LE JOUR OÙ J’AI APPRIS À MA FILLE À ATTENDRE… ET OÙ ELLE M’A APPRIS COMMENT LES GENS MEURENT
La question ne s’est pas dissipée comme des mots ordinaires. Elle est restée en moi, changeant tout sur son passage.
« Tu attends qu’il meure ? »

Je regardais Emma, et dans ses yeux je voyais reflété mon propre trouble.
Dehors, le motard était toujours étendu sur l’asphalte, immobile, tandis qu’une tache sombre s’étendait lentement sous lui.
Les voisins observaient depuis leurs portes, téléphones levés, mais personne n’osait intervenir.
« Papa… » murmura Emma. « Il est encore là. »
« Je sais », répondis-je, sans bouger, mon téléphone toujours dans la poche. Elle l’avait remarqué.
Sans discuter davantage, elle passa devant moi. Le parapluie rouge s’ouvrit dans un claquement, éclatant dans la rue silencieuse.
Et ma fille de huit ans s’avança vers l’inconnu blessé, pendant que tous les adultes restaient figés. « EMMA ! »
Des regards se tournèrent vers elle. « Quelqu’un doit l’arrêter… » Mais personne n’agissait.
Emma arriva jusqu’à l’homme et plaça le parapluie au-dessus de son visage pour le protéger du soleil. Elle lui parla doucement, comme si sa voix pouvait encore changer quelque chose.

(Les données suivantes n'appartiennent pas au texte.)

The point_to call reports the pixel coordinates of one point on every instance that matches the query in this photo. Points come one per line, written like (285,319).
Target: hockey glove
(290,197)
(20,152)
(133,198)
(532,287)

Et à cet instant… quelque chose s’est brisé en moi. Je me suis mis à marcher. Puis à courir.
De près, la scène était bien pire que dans mon esprit : métal tordu, sang, respiration à peine perceptible.
Emma leva les yeux vers moi, soulagée. « Papa… » « Je suis là », dis-je en m’agenouillant près de l’homme, tandis qu’elle tenait le parapluie de ses petites mains tremblantes.
« Il a trop chaud », murmura-t-elle. « Tu fais du bon travail », lui dis-je avant de composer enfin le numéro des secours.
L’homme respirait à peine. Emma tenait sa main sans la lâcher. « Tu n’es pas seul », lui souffla-t-elle. Au loin, les sirènes approchaient.
L’homme bougea légèrement. Ses yeux s’ouvrirent à peine, cherchant un point d’ancrage… et ils se fixèrent sur Emma. « …merci… » murmura-t-il.
Puis les ambulanciers arrivèrent et prirent le relais. Les voisins baissèrent lentement leurs téléphones, et la rue retrouva son silence.
L’ambulance disparut au bout de la route. « On l’a aidé ? » demanda Emma. « Oui… je crois qu’on l’a fait. »
Cette nuit-là, un policier se présenta chez nous. « L’homme n’a pas survécu », dit-il doucement.

Le choc fut brutal, mais il ajouta aussitôt : « Il a repris connaissance brièvement avant d’être transporté. »
« Qu’a-t-il dit ? » demandai-je. Le policier hésita. « Il a dit : “Dites à Emma… que je suis désolé.” »
Un frisson me traversa. Nous ne lui avions jamais donné son nom. Après son départ, la maison plongea dans le silence.
Et soudain, je me souvins d’une phrase qu’Emma avait murmurée près de l’homme blessé.
Pas seulement : Tu n’es pas seul. Mais autre chose. « Ça va… je me souviens de toi. »
Et à cet instant, une pensée glaciale m’envahit. Elle ne parlait peut-être pas à un inconnu.
Pour la première fois depuis ce jour, je cessai de penser à l’homme mort.
Et je commençai à me demander ce que ma fille savait… et que moi, j’avais oublié.